Evidence on the safety of antihypertensive medications is of paramount importance as about one-third of the world’s population is estimated to have hypertension [22] and this comorbidity is associated with increased mortality in patients with COVID-19 [23]. Since RAAS inhibitors were reported to affect the clinical outcome of COVID-19, either for good or worse [6, 11, 24], we pooled recent studies to provide stronger evidence on the effects of these drugs. In addition, we also performed multiple sub-meta-analyses (comparing class of antihypertensives) to identify the effect of specific drug classes. We found that COVID-19 patients taking RAAS inhibitors had an overall decreased risk of poor outcomes compared to those receiving non-RAAS inhibitors. However, based on our multiple sub-meta-analysis findings (Table 2), these effects were likely related to the underlying comorbidities for which specific antihypertensive class of drugs were indicated, and not necessarily due to the drugs themselves.
It is possible that the overall decreased risk of COVID-19 severity or mortality with the use of RAAS inhibitors could be related to the blockage of a rapidly progressing systemic inflammation that is frequently seen in severe COVID-19 cases [25]. For example, COVID-19 patients taking ACE/ARBs had lower levels of inflammatory markers, such as interleukin 6 (IL-6) [9], C-reactive protein (CRP) and procalcitonin [10], than those not taking these drugs. In addition, these classes of drugs could also help prevent hypokalaemia, a complication that was reported to occur in COVID-19 patients [26]. Hence, RAAS inhibitors may decrease poor clinical outcomes by limiting the deleterious effects of angiotensin-II in multisystem inflammation, as well as by preventing the occurrence of hypokalaemia [25, 26]. Further, these drugs could also circumvent SARS-CoV-2 induced ACE2 downregulation in host cells, so that the preventive effects of ACE2 against severe disease are not lost [27].
However, the apparent decrease in COVID-19 poor outcomes with RAAS inhibitors could also be due to the mere comorbidity differences among patients who took different class of antihypertensive drugs. This is supported by our sub-meta-analyses findings that showed both ACEIs and ARBs were not different from CCBs in terms of COVID-19 outcomes (Table 2). Interestingly, however, ACEIs and ARBs showed a decrease in poor COVID-19 outcomes, when each were compared to BBs (Table 2). Therefore, the overall decrease in poor COVID-19 outcomes with RAAS inhibitors relative to non-RAAS inhibitors could be related to a more severe cardiovascular comorbidity in patients taking certain non-RAAS inhibitors like BBs.
In fact, a recent study showed that the use of either ACEIs or ARBs does not increase ACE2 expression in human tissues [28]. This is in sharp contrast to a previous experimental study (in rats) that reported an increase in ACE2 expression with these drugs [3]. Note that, increased ACE2 expression with the use of RAAS inhibitors was the key pathophysiologic process that was hypothesised to be associated with an increase in SARS-CoV-2 entry to human cells and hence diseases severity. On the other hand, increased ACE2 expression was also thought to be associated with a decrease in COVID-19 severity and mortality, since ACE2 enhances the degradation of harmful angiotensins into cardioprotective ones. Hence, combining all the above evidences, RAAS inhibitor antihypertensive medications might not have any effect at all on the severity or mortality of COVID-19.

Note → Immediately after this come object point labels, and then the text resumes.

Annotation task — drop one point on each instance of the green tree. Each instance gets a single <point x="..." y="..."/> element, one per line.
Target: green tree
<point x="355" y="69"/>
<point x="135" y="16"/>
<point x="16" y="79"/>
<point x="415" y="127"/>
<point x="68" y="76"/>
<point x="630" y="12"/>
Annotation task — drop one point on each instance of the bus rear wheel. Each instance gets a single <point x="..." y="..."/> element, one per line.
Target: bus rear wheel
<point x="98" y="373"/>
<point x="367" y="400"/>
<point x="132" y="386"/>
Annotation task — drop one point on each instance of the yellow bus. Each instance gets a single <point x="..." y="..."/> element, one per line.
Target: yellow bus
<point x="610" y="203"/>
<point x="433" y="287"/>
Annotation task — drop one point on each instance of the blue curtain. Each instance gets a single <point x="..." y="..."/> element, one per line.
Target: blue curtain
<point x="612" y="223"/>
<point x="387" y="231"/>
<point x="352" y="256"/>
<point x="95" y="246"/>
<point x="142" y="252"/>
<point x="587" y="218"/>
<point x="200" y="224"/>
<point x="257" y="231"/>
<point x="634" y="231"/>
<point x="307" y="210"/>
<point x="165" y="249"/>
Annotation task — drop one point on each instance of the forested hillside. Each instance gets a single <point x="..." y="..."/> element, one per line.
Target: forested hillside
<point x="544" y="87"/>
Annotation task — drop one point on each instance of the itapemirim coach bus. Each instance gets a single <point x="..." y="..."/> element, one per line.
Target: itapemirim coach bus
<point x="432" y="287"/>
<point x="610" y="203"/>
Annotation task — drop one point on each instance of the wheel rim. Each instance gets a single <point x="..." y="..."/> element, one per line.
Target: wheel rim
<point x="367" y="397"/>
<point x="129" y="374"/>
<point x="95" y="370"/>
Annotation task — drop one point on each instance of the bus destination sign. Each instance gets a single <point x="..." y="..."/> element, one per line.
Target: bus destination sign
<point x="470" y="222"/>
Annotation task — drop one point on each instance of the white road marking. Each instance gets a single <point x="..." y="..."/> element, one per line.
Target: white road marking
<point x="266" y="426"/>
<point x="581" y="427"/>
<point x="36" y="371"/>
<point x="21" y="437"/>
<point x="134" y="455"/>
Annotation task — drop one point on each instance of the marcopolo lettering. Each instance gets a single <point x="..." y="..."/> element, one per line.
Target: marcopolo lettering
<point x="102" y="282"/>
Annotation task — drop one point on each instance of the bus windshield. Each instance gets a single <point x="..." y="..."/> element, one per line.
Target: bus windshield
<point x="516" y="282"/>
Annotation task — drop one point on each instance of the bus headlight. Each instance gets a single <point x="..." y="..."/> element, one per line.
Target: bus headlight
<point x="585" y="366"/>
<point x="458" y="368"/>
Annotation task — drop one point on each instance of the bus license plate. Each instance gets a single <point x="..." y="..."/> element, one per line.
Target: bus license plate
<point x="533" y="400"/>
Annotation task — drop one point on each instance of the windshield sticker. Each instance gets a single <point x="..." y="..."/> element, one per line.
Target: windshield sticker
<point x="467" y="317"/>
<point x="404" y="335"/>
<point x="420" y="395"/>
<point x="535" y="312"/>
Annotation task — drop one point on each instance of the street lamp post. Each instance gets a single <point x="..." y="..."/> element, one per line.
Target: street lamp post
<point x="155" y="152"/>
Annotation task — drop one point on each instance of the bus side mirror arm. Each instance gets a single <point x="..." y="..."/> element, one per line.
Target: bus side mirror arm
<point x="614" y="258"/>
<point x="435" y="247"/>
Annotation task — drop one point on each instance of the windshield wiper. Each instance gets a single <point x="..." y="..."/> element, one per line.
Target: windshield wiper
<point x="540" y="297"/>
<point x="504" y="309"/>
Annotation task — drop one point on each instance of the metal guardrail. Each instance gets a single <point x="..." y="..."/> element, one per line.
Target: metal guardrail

To the best of our knowledge, this systematic review and meta-analysis is a comprehensive one including the most recent studies and clinical outcomes of COVID-19 among patients taking major classes of antihypertensive drugs. However, our study has some limitations, majority of which are implicit to the studies included. First, even though all of the included papers were of good quality, propensity matching to address common confounders was performed in only few of the studies. Second, the number of studies included in our sub-meta-analyses (versus the main meta-analysis) (Table 2) were relatively small and this might affect our conclusions. The other limitation is that our interpretation of sub-meta-analysis findings were based on our clinical judgement that assumed prescription of BBs could occur in patients with worse cardiovascular comorbidity[16]. For instance, patients taking certain antihypertensives like BBs may not necessarily have a worse cardiovascular condition. Similarly, even though ACEIs are good choice of antihypertensives in patients without any comorbidity, they are also preferred drugs in those who had myocardial infarction or systolic dysfunction. On the other hand, the strength of this meta-analysis is that we excluded studies that compared hypertensive patients who were taking RAAS inhibitors to those that were not taking any form of antihypertensive (e.g. on dietary management). This helped us to have comparable groups in terms of comorbidity and severity of hypertension.